SEBI (Investment Advisers) Regulations
SEBI (Investment Advisers) Regulations, 2013 established the regulatory framework for individuals and entities providing investment advice to clients in India, requiring registration with SEBI, adherence to a fiduciary standard, segregation of advisory and distribution activities, and maintenance of defined qualifications and net worth requirements.
SEBI issued the Investment Advisers (IA) Regulations in January 2013, creating for the first time a formal regulatory category for persons providing investment advice as a primary business activity in India. Before these regulations, investment advice was largely unregulated — anyone could set up a practice offering financial or portfolio advice without registration, qualification requirements, or supervision. The 2013 regulations changed this by requiring all persons and entities providing 'investment advice' for consideration to register as SEBI Registered Investment Advisers (RIAs).
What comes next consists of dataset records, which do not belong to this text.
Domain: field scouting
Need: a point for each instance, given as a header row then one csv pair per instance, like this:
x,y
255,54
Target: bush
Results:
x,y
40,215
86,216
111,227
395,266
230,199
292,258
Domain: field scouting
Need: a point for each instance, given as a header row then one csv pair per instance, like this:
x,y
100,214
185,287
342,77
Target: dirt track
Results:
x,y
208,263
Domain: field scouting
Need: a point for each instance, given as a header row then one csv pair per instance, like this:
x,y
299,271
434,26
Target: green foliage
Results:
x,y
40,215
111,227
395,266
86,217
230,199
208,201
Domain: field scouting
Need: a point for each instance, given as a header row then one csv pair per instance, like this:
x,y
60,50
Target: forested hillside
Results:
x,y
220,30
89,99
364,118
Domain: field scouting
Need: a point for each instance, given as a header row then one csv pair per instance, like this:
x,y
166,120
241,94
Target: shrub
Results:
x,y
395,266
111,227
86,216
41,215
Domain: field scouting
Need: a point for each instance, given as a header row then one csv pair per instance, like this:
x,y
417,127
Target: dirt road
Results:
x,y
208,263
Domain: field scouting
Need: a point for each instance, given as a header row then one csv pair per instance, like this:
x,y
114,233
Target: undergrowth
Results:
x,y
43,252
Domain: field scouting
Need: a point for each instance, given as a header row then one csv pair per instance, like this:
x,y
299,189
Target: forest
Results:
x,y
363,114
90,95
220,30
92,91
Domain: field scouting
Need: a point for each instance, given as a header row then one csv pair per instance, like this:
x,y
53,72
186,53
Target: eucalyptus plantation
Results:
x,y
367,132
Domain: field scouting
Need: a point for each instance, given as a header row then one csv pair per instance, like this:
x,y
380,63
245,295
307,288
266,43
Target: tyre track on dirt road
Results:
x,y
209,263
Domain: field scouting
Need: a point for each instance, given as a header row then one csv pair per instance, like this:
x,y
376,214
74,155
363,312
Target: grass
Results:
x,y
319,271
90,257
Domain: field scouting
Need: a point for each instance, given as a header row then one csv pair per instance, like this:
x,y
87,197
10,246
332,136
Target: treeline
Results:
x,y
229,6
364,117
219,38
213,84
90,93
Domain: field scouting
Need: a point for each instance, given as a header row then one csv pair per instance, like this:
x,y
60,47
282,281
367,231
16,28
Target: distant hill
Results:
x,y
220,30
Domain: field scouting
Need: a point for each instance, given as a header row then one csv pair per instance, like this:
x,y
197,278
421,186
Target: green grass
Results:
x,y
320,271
The regulations imposed a fiduciary standard on RIAs — a legally significant distinction. A fiduciary is required to act in the client's best interest at all times, disclosing and managing conflicts of interest, rather than merely meeting a 'suitability' standard. This placed RIAs in a different regulatory category from mutual fund distributors, who operated under a suitability framework administered by AMFI and were compensated through distributor commissions from AMCs rather than client fees.
A critical provision of the IA Regulations (significantly tightened through 2020 amendments) was the segregation of advisory and distribution activities. An individual or entity registered as an RIA could not simultaneously act as a mutual fund distributor, receiving trail commissions from AMCs. This was intended to eliminate the inherent conflict between fee-based advisory (where the adviser had no financial interest in recommending a specific product) and commission-based distribution (where the incentive was to recommend products with higher commissions). Non-individual RIAs (firms or companies) could maintain both activities only through clearly separated business units, with no client sharing between the advisory and distribution arms.
Qualification requirements for RIA registration included at least a graduate degree with minimum five years' experience in financial services, or a post-graduate degree or professional qualification (CFPCM, CFA, etc.) with minimum two years' experience. Persons dealing with clients were required to hold NISM Series X-A (Investment Adviser Level 1) certification. Net worth requirements were Rs 5 lakh for individuals and Rs 50 lakh for non-individuals.
The 2020 amendments to the IA Regulations also changed the client-adviser relationship structure significantly: RIAs were required to enter into a formal written client agreement, conduct risk profiling, and document suitability assessments for every recommendation. Fee structures were regulated, with a cap on fee-based charging and a prohibition on upfront large advisory fees. These amendments were intended to professionalise the advisory sector and build investor confidence in paying explicit fees for financial advice — a concept that India's investor community was still in the early stages of embracing.